Make sure they complain to you. Only comfortable customers make a ruckus. Those who aren't blab to everyone but you. Business-to-business sellers are dealt a double wallop: their unhappy customers complain not only to friends but to sales reps, "who pass it on to others who see an opportunity to take over sales territory," Embroidery Services' George Riggs says. Smart CEOs get the scoop quickly and contain the damage. Riggs appeals to about a dozen customer confidants. "I can pick up the phone anytime and talk to them. 'Where are we screwing up?' 'Who's selling better stuff?' They tell me."
And Hubka recently refunded $3,200, more than the price of a charter -- though it nearly killed her. Her drivers were tardy, they took the wrong route, and the passengers, a class of inner-city eighth graders, arrived too late at their destination. There are times when you can negotiate a fix and even share the cost with the customer. Not that time. The morning after the mishap, she issued a $3,200 credit.
"It took some real soul-searching," she reflects. She pauses to do the math: "140 parents, teachers, kids -- that's a lot of bad publicity." But, all in all, Hubka is lucky.

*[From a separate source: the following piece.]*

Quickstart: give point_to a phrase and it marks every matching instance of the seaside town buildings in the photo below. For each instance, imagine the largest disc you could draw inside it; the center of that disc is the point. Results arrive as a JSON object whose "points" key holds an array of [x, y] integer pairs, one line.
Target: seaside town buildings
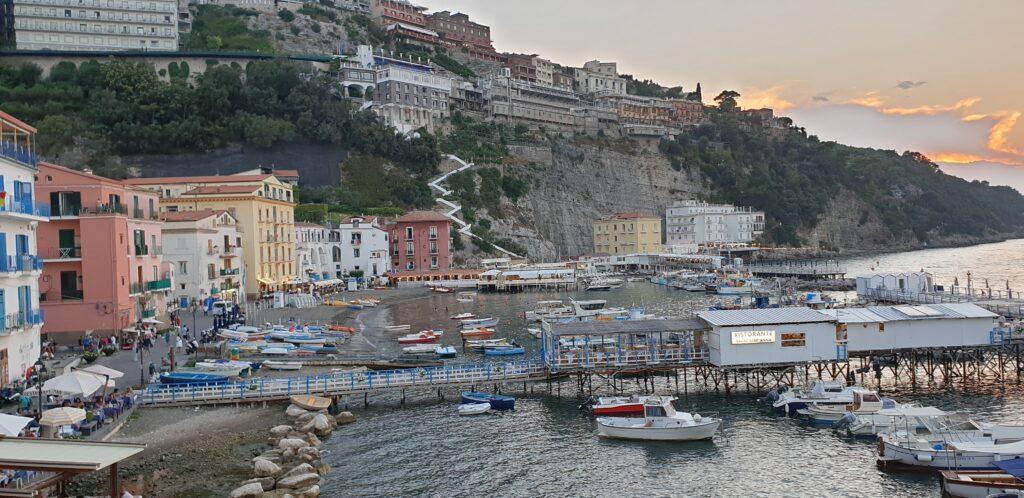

When her customers are unhappy, they don't wait to write a letter, she says. "They call immediately. I always know." She attributes that honesty to the trust she and her 23-person staff have developed. Hubka's charter coordinator, Carolyn Braggs, who is also chief "mediator" of service and invoice disputes, took the call from the angry school. "The school felt comfortable enough to call Carolyn." And it is still a customer. That's the up side.
And just think what they'll say when you make them happy again. One CEO on the customer-service lecture circuit implores his audience to see complaining customers as the only kind that help a company grow. He claims he purposely and regularly ships mildly faulty products -- just for the chance to demonstrate his company's responsiveness. An apocryphal tale? Perhaps, but it's often true that once pacified, a disgruntled customer emerges as your best publicist. Nurserywoman Miller recalls a customer who congratulated her on a business award. "He said, 'Remember that time I bought a fuchsia that died, and you replaced it? Well, I told 100 people about that."
And you may not even be at fault. A third party could be to blame. Act as intermediary to devise a solution, and you'll be double the hero. When a consumer wrote a nasty letter to trailer maker Contract Manufacturers, CEO Ron Jackson himself called the customer and discovered that the tires were the issue, not the trailer. He arranged for replacements and reimbursement from Goodyear.